The European Commission has released Revision 2 of its Q&A document on article 10a of the EU Medical Device Regulation (MDR) and In Vitro Diagnostic Medical Devices Regulation (IVDR), which governs manufacturers’ obligations to inform competent authorities and health institutions when a device supply interruption or discontinuation is anticipated. Alongside the updated Q&A, a practical decision tree — developed by European competent authorities — has been formally referenced for the first time, offering manufacturers a structured tool to assess whether a notification obligation is triggered in a given situation.
Background: What article 10a requires
Article 10a was introduced into both the MDR and IVDR by Regulation (EU) 2024/1860, which amended the two regulations to address, among other matters, supply chain resilience for medical devices. The article establishes a proactive notification duty: where a manufacturer anticipates an interruption or permanent discontinuation of supply that could have a significant impact on patient care, it must inform both the relevant competent authority and, where applicable, health institutions in a timely manner. The intent is to give healthcare systems sufficient lead time to source alternatives and mitigate risks to patients.
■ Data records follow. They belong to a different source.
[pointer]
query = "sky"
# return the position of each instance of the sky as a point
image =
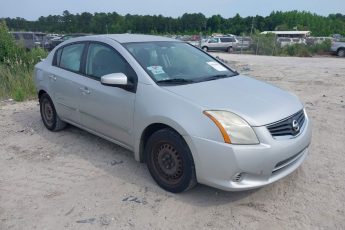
(33, 9)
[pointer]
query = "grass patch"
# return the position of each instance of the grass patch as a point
(17, 67)
(16, 82)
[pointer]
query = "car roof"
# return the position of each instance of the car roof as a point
(128, 38)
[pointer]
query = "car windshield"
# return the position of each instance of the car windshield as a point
(177, 62)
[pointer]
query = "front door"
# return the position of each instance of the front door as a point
(64, 79)
(104, 109)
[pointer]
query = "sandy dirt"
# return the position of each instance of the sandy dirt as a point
(75, 180)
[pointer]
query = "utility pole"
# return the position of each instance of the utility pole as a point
(251, 30)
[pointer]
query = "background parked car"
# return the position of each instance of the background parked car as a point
(28, 39)
(227, 44)
(56, 41)
(338, 48)
(284, 41)
(243, 42)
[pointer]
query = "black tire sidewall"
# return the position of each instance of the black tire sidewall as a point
(180, 145)
(44, 98)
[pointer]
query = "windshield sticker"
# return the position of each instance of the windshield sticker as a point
(156, 70)
(217, 66)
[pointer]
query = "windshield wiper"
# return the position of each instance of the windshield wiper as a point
(219, 76)
(176, 81)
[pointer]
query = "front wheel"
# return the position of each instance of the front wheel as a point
(170, 161)
(48, 113)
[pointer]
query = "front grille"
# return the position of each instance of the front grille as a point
(290, 126)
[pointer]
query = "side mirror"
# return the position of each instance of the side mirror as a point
(114, 79)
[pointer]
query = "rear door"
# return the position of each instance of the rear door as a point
(65, 77)
(104, 109)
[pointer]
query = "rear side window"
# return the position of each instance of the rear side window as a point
(57, 57)
(70, 57)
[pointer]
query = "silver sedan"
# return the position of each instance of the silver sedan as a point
(189, 116)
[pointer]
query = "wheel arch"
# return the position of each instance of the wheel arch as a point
(149, 130)
(40, 93)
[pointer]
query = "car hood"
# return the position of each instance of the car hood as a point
(255, 101)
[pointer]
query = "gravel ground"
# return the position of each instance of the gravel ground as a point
(75, 180)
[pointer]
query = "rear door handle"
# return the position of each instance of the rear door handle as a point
(84, 90)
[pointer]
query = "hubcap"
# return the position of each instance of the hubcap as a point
(168, 163)
(48, 113)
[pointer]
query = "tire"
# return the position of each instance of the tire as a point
(341, 53)
(49, 116)
(170, 161)
(230, 50)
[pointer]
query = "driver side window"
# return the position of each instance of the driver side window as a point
(102, 60)
(214, 40)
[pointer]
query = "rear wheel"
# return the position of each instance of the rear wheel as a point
(341, 52)
(170, 161)
(49, 116)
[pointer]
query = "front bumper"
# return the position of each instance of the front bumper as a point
(242, 167)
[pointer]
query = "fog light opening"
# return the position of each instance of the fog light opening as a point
(238, 177)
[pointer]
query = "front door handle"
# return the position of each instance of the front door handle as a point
(84, 90)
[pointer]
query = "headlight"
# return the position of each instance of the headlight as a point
(234, 129)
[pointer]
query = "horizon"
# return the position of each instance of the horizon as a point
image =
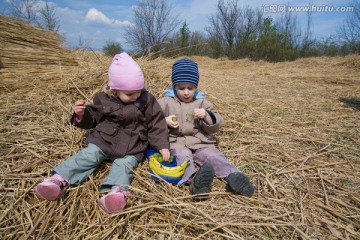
(96, 24)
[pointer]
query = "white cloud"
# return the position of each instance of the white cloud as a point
(94, 15)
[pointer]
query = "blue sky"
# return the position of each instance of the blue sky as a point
(96, 22)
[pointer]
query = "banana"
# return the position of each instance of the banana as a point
(158, 157)
(160, 169)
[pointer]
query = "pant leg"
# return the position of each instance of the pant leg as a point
(81, 165)
(183, 154)
(121, 173)
(217, 159)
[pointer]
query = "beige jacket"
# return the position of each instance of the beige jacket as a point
(192, 133)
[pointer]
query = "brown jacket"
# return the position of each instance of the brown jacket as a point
(125, 129)
(192, 133)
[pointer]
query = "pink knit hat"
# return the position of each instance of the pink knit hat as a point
(125, 73)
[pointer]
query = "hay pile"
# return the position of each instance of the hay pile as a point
(25, 49)
(287, 126)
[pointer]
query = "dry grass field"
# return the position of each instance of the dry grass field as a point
(293, 127)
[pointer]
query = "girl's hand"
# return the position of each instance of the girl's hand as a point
(165, 154)
(172, 121)
(199, 113)
(79, 108)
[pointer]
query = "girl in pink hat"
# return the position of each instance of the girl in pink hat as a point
(125, 120)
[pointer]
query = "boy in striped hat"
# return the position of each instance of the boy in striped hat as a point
(192, 120)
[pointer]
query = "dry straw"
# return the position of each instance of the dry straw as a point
(288, 126)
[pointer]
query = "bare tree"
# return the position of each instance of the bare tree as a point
(350, 29)
(224, 26)
(288, 26)
(153, 25)
(35, 13)
(47, 18)
(24, 10)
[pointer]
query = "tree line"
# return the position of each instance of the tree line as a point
(233, 31)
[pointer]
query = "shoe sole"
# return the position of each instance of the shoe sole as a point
(48, 192)
(240, 184)
(113, 202)
(202, 181)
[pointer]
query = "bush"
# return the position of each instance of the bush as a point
(112, 48)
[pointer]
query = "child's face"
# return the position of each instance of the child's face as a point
(185, 91)
(128, 96)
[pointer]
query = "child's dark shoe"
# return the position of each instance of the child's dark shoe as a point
(201, 183)
(50, 188)
(114, 201)
(239, 183)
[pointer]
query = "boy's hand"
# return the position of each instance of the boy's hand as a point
(79, 108)
(165, 154)
(172, 122)
(199, 113)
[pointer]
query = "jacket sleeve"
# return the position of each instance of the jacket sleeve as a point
(215, 115)
(163, 106)
(92, 115)
(157, 129)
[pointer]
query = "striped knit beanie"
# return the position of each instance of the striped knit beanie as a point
(185, 71)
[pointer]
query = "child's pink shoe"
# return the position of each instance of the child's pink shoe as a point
(114, 201)
(50, 188)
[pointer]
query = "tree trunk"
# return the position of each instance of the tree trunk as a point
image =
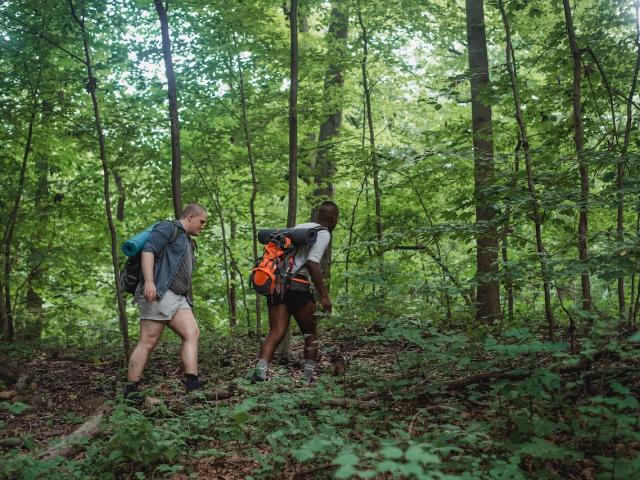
(91, 88)
(254, 182)
(535, 204)
(578, 136)
(488, 290)
(8, 331)
(233, 296)
(285, 350)
(9, 371)
(122, 196)
(38, 253)
(324, 165)
(172, 93)
(623, 162)
(372, 139)
(293, 117)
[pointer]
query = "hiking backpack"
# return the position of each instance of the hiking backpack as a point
(273, 273)
(131, 273)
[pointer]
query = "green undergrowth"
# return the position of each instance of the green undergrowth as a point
(555, 416)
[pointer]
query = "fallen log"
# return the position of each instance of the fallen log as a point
(70, 444)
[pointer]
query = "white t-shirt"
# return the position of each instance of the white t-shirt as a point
(313, 252)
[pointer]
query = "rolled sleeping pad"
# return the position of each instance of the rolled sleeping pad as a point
(299, 236)
(134, 245)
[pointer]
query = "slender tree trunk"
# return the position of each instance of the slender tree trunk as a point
(333, 85)
(372, 139)
(293, 117)
(535, 203)
(225, 248)
(91, 88)
(508, 276)
(8, 330)
(4, 316)
(623, 162)
(233, 296)
(176, 159)
(122, 196)
(38, 253)
(578, 137)
(285, 350)
(254, 182)
(324, 165)
(488, 291)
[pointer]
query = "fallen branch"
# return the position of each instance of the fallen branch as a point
(351, 402)
(69, 444)
(481, 377)
(305, 473)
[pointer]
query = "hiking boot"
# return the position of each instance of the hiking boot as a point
(132, 394)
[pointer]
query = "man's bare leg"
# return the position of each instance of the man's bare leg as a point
(150, 332)
(184, 324)
(309, 328)
(278, 323)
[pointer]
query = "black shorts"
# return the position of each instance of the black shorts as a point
(294, 300)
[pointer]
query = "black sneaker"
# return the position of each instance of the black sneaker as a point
(132, 394)
(192, 383)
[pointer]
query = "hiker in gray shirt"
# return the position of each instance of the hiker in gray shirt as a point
(164, 296)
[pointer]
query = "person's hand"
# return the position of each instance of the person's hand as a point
(150, 292)
(325, 303)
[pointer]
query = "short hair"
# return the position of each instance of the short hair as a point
(192, 209)
(327, 210)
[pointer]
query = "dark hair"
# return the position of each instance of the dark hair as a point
(192, 209)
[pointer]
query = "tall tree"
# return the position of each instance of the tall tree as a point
(91, 87)
(623, 152)
(285, 349)
(329, 129)
(252, 166)
(578, 138)
(523, 141)
(373, 154)
(488, 290)
(172, 92)
(293, 116)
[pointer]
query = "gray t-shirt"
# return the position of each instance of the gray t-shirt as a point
(313, 252)
(182, 280)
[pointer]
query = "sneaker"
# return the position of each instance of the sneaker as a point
(255, 377)
(192, 384)
(132, 394)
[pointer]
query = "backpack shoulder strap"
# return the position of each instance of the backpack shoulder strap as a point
(174, 233)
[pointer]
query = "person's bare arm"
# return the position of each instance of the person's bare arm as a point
(316, 276)
(147, 261)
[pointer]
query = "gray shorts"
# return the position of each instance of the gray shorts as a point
(163, 309)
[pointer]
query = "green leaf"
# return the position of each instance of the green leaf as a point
(392, 452)
(17, 408)
(347, 458)
(303, 454)
(345, 471)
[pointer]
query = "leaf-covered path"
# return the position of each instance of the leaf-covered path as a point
(396, 403)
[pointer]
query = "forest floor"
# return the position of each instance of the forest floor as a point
(373, 397)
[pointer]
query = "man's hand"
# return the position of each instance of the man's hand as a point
(325, 303)
(150, 291)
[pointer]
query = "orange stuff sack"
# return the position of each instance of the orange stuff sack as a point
(271, 274)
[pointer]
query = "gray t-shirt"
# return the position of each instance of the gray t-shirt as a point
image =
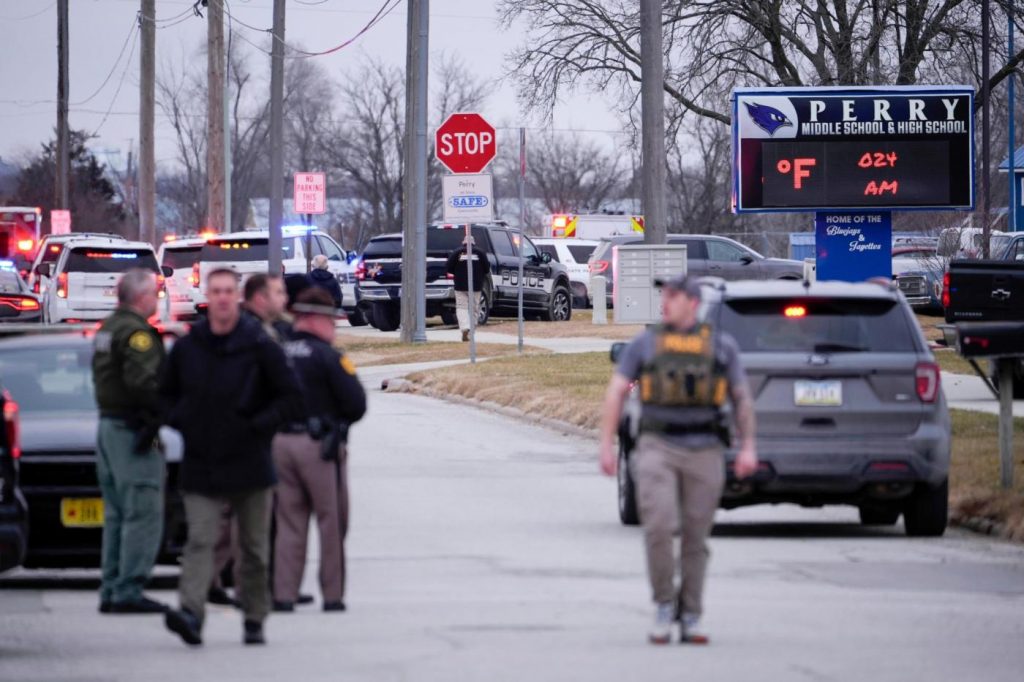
(641, 350)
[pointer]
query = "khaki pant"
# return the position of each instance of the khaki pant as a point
(307, 485)
(205, 516)
(666, 477)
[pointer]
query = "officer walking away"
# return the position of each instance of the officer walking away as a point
(228, 388)
(458, 267)
(311, 456)
(126, 366)
(321, 276)
(686, 371)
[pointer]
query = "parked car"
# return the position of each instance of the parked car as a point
(707, 255)
(13, 508)
(50, 377)
(573, 254)
(849, 406)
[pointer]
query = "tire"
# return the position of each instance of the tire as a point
(387, 317)
(879, 515)
(628, 512)
(355, 318)
(560, 305)
(927, 511)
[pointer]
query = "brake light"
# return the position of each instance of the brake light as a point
(795, 311)
(927, 380)
(10, 422)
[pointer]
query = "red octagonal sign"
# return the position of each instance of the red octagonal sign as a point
(465, 143)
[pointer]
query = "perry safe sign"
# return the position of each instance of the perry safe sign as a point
(853, 247)
(853, 148)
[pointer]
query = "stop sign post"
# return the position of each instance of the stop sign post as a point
(465, 143)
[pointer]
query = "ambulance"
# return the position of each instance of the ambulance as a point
(594, 226)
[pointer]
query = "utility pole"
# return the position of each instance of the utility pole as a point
(652, 122)
(60, 198)
(146, 156)
(414, 249)
(276, 135)
(215, 116)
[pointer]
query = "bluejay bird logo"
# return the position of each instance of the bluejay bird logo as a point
(767, 118)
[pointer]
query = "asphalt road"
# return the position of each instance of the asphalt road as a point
(482, 549)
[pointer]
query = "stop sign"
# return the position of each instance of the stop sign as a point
(465, 143)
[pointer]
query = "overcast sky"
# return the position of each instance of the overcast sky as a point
(99, 29)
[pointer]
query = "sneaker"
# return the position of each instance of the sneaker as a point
(140, 605)
(660, 630)
(253, 633)
(690, 631)
(183, 624)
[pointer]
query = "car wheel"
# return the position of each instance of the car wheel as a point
(356, 318)
(875, 515)
(628, 513)
(927, 511)
(387, 317)
(560, 307)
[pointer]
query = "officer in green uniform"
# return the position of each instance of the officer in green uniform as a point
(127, 360)
(684, 372)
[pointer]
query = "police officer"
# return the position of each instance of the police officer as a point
(126, 365)
(686, 371)
(310, 456)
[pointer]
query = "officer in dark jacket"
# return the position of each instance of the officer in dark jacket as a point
(321, 276)
(126, 367)
(311, 457)
(228, 388)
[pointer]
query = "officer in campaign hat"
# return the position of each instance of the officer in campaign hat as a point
(685, 371)
(310, 455)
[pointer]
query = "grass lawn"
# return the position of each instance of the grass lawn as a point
(570, 388)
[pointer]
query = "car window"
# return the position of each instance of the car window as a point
(92, 260)
(550, 250)
(817, 325)
(47, 380)
(581, 253)
(719, 250)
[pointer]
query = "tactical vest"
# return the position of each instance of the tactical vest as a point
(683, 386)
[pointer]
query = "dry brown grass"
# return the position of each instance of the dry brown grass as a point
(366, 351)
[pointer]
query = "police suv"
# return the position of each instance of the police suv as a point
(547, 292)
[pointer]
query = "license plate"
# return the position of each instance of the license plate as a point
(82, 512)
(818, 393)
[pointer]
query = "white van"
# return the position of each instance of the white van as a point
(83, 282)
(248, 252)
(180, 254)
(572, 253)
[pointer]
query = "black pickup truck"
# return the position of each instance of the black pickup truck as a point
(546, 284)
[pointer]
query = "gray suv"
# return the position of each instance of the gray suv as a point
(850, 410)
(707, 255)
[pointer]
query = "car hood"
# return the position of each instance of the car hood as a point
(58, 430)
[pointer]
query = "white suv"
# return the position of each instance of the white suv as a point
(83, 283)
(571, 253)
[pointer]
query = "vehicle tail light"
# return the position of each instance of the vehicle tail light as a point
(10, 423)
(927, 381)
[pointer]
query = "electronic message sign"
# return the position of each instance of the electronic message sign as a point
(853, 148)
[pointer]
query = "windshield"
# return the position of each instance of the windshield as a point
(813, 325)
(46, 380)
(92, 260)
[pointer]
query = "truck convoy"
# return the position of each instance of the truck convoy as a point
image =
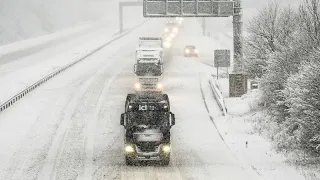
(149, 65)
(147, 121)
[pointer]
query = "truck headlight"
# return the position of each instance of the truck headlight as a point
(159, 86)
(137, 85)
(166, 148)
(167, 44)
(129, 149)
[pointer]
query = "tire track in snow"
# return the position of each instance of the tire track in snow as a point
(88, 169)
(217, 129)
(56, 149)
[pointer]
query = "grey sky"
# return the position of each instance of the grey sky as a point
(251, 7)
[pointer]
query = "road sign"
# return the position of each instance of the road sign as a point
(221, 58)
(188, 8)
(237, 85)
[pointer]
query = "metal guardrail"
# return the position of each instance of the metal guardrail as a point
(218, 96)
(20, 95)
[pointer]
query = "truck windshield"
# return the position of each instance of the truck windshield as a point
(150, 69)
(149, 118)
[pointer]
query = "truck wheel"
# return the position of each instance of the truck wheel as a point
(129, 162)
(166, 97)
(165, 162)
(129, 97)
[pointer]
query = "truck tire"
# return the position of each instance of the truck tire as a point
(165, 162)
(128, 99)
(166, 97)
(129, 162)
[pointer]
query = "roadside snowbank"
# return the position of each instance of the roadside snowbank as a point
(238, 132)
(22, 77)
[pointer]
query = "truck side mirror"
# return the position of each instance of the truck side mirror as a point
(173, 119)
(135, 68)
(122, 119)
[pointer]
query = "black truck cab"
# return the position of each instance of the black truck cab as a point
(147, 122)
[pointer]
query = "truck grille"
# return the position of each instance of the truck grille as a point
(148, 146)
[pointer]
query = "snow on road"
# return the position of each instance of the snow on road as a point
(19, 74)
(69, 128)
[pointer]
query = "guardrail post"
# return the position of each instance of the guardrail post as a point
(237, 37)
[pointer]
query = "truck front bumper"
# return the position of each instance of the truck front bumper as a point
(157, 155)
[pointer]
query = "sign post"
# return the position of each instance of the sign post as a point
(221, 59)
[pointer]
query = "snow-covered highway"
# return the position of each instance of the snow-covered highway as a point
(69, 127)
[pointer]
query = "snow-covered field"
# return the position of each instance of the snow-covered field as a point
(24, 63)
(69, 127)
(22, 20)
(238, 131)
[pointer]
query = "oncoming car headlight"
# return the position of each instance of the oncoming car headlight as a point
(166, 148)
(137, 85)
(159, 86)
(129, 149)
(167, 44)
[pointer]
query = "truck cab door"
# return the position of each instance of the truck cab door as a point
(135, 68)
(173, 119)
(161, 68)
(122, 119)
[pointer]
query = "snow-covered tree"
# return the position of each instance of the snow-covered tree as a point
(302, 94)
(272, 31)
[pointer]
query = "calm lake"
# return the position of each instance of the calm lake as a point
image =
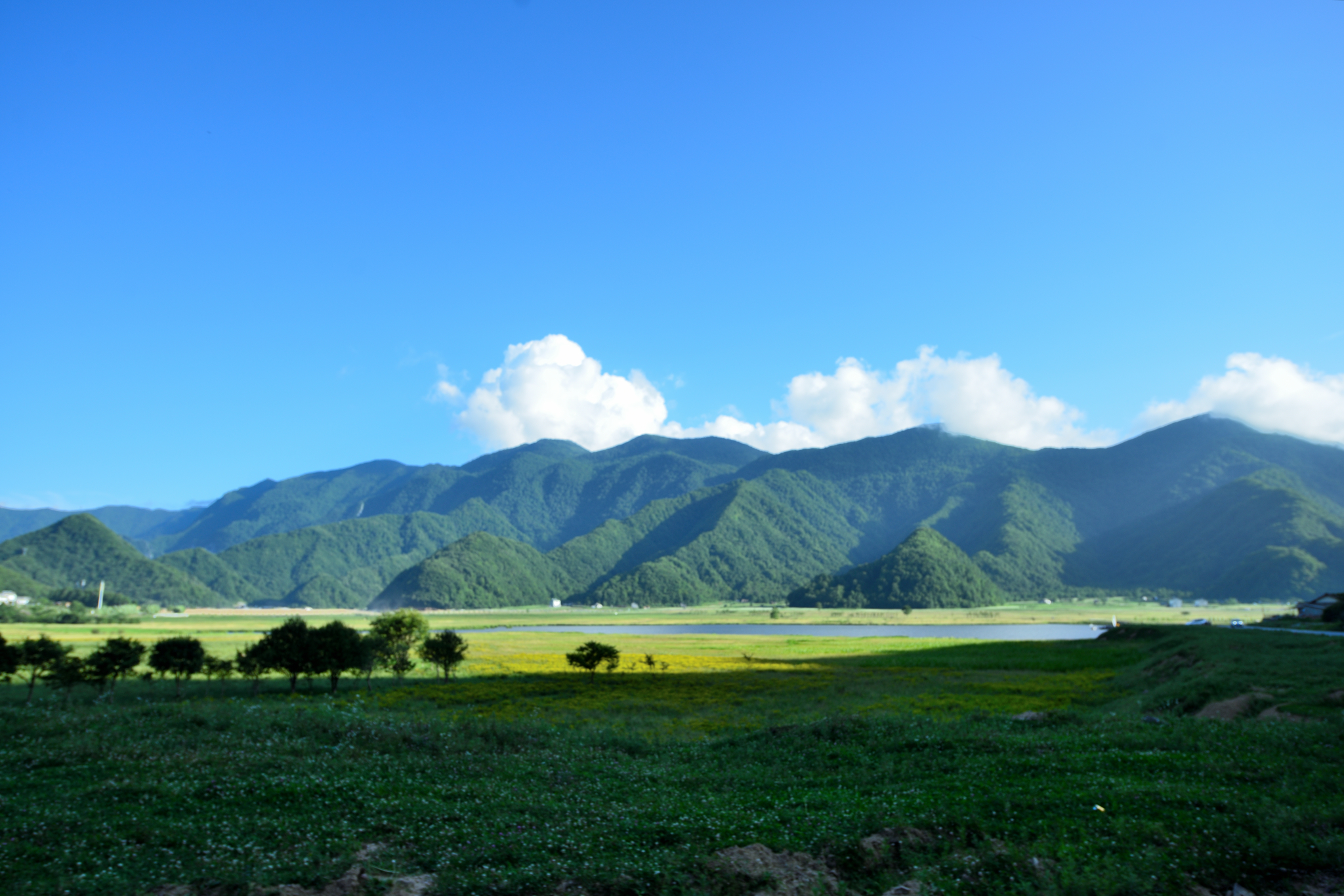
(1043, 632)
The Commission’s Q&A document serves as the primary interpretive guidance for this provision, addressing practical questions around scope, timelines, thresholds, and procedural requirements.
What’s new in revision 2
The most significant change in the updated Q&A is the addition of Question 9.2, which formally references a decision tree diagram developed by European competent authorities. This visual tool is designed to help manufacturers systematically work through the criteria that determine whether a notification obligation arises — a particularly welcome addition given the nuanced, case-by-case nature of article 10a assessments.
By embedding this tool within the official Q&A framework, the Commission has effectively elevated it from a competent authority working aid to a document that manufacturers can — and should — reference in their internal compliance processes.